Word to Mother
I never thought I’d move back to my home town, let alone back to the area I grew up, and so close to where Mum now rests.
20 fucken 20, what a brutal year. Just as my city’s covid lockdowns were about to end (note to self, that’s a whole other set of traumas to unpack), I get a call that Mum’s cancer had gone nuclear had found it’s way into her brain.
Mum had been fighting breast cancer for the better part of eight years at this point, and she was over it.
What followed was six weeks back in my home town watching that beautiful person who raised me waste away, pickled in drugs, still clearly in extraordinary pain and suffering.
For anyone still ballsy enough to conceive a child during Nazi occupation during WW2, the Dutch built em fucken tough then, and she wasn’t going to go until she was ready, and people had a chance to say goodbye.
I look back on that six weeks a lot. Often because it brings up very strong feelings about euthanasia, but also because of how much of the experience was spent in a small hospital room with my family and partner, going out of our fucking minds with boredom for the most part, just waiting… Waiting for her to die, for her suffering to end, knowing once it was all finished we’d say goodbye one more time, and go back to our lives.
I actually treasured that time in a lot of ways, and I was extremely greatful that we were able to be there together as a family for her and to say goodbye. So many people just didn’t get that chance because of covid.
I evan treasured reading that god awful Murdoch toilet paper rag to her, because whether I liked it or not, she liked the paper, she enjoyed me reading it to her, and it was a way to spend time with her, what little of it was left.
As an aside, I’m still trying to wrap my head around the weapons grade psyops that is Murdoch media. How in blue fuck did it manage to brainwash so many beautiful, intelligent, peaceful, and wondeful people from the war baby and boomer generations? It was a weird thing to watch with Mum, she was always so much more progressive and left leaning than my father growing up. She’s was still this amazing kind hearted soul with her family and her friends, but the bile she would recite with true conviction that came from those god damn papers and talking heads 😭
I had resolved many years earlier to not let that affect my relationship with her, a part of me felt like that was the design from the powers that be, and I just wasn’t prepared to let these grifting fucks win and actually divide us.
The hospital visits had become routine, and one afternoon after work, a few days before Christmas, the oncologist had come in to do some routine checks. He said that she was was doing well on the new medication regime and could possibly survive a few more months. You’d think that would be good news, but it really wasn’t, not for her going through all that bearly alive suffering, and not for all of us watching her decay infront of us. Mum must have heard what he’d said and thought “Fuck that with rusty spoons, no”. We’d quietly all looked at eacher with a face of dispair at the idea of this going on for months more, this was inhumane, and just as quickly this strange feeling gripped us all at once, and we all slowly turned to look at Mum. There she was as she had been moment before, but she’d left the room, the earth, us. I quickly bolted out the room to find the oncologist while one of my siblings went to find a nurse. I managed to find the oncologist just about to leave the building and let him know that she just passed, mentioned that I don’t think she liked his news. He gave a sad smile and came back up to the room with me to pronounce her death.

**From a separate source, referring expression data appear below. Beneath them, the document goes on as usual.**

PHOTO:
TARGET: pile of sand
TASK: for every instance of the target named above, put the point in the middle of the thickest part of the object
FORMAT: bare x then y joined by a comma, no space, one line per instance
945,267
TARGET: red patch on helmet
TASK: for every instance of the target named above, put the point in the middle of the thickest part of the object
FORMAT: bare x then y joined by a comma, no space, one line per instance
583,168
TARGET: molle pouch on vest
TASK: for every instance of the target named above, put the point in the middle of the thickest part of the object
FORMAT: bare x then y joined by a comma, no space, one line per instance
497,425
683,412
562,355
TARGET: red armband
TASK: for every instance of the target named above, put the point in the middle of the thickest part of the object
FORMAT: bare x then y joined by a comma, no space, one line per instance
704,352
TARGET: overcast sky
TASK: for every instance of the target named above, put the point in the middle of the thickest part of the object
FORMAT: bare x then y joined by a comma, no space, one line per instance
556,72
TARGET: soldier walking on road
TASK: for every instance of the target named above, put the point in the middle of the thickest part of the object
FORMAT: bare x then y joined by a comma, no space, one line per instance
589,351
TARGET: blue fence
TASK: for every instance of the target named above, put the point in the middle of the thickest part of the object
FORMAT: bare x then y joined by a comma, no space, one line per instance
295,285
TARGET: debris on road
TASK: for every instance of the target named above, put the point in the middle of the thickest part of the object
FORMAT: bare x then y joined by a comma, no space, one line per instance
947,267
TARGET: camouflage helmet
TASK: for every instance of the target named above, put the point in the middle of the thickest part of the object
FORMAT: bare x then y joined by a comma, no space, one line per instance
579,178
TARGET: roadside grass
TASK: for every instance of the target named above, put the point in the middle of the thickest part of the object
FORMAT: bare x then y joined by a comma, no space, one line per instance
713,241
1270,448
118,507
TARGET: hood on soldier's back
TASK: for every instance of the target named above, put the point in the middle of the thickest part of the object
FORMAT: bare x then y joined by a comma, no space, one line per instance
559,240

That night we all went to the family home for dinner, laughed, cried, and shared stories of our wonderful mother. I doubt I’ll ever be able to properly articulate the feeling of relief. I didn’t really let myself grieve until I was back in the city I lived. There was too much practical shit that had to be dealt with before then. Once I got back and we’d unpacked though…I collapsed into a sobbing mess and let it all come out until there were no tears left. I knew that wouldn’t be the last of it.
So back to now, and living so close to Mum’s resting place… And rarely taking the time to visit her… 😞
Those that know, know. Those that don’t… All I can say is that grief is a really weird process. I’m not all together sure it ends. It hits you at random times, in random ways, like me posting this blog right now. But I remind myself that it is a human experience that we get to have, and there will be many more like it. I guess I struggle with visiting her. It reminds me of her life, and I start to think about what I’m doing with mine. That thought pattern opens a super dangerously pressured canister of psychological silly string, bullshit, and worms. I think culturally in the modern west we already have a somewhat unhealthy relationship with death and mortality. At least for me, death makes me turn inward and ask a lot of uncomfortable questions about life, my life specifically, and straying into the part of the metaphysical map with lots of warning signs about dragons simply named ‘meaning’. I should be able to go visit her and just shoot the shit, as weird as that all sounds, but I struggle because deep down I feel like I just have nothing to show for my life. Which is a me problem I need to sort out, the actual truth about what I have to show for my life is different, and is entirely on me to define what a successful life even looks like.
I’m nearly onto my second bottle of red, so I should rap this up before I start getting salty tears all over the keyboard. I’m not all together sure what the point of this post is, then again I’m not all together what the point of this blog site is beyond working some shit out and trying to articulate the human experience. But Mum, if you’re reading from the ethereal plane, I hope you’re at peace and enjoying all the cappacinos you want. I’ll come visit you soon.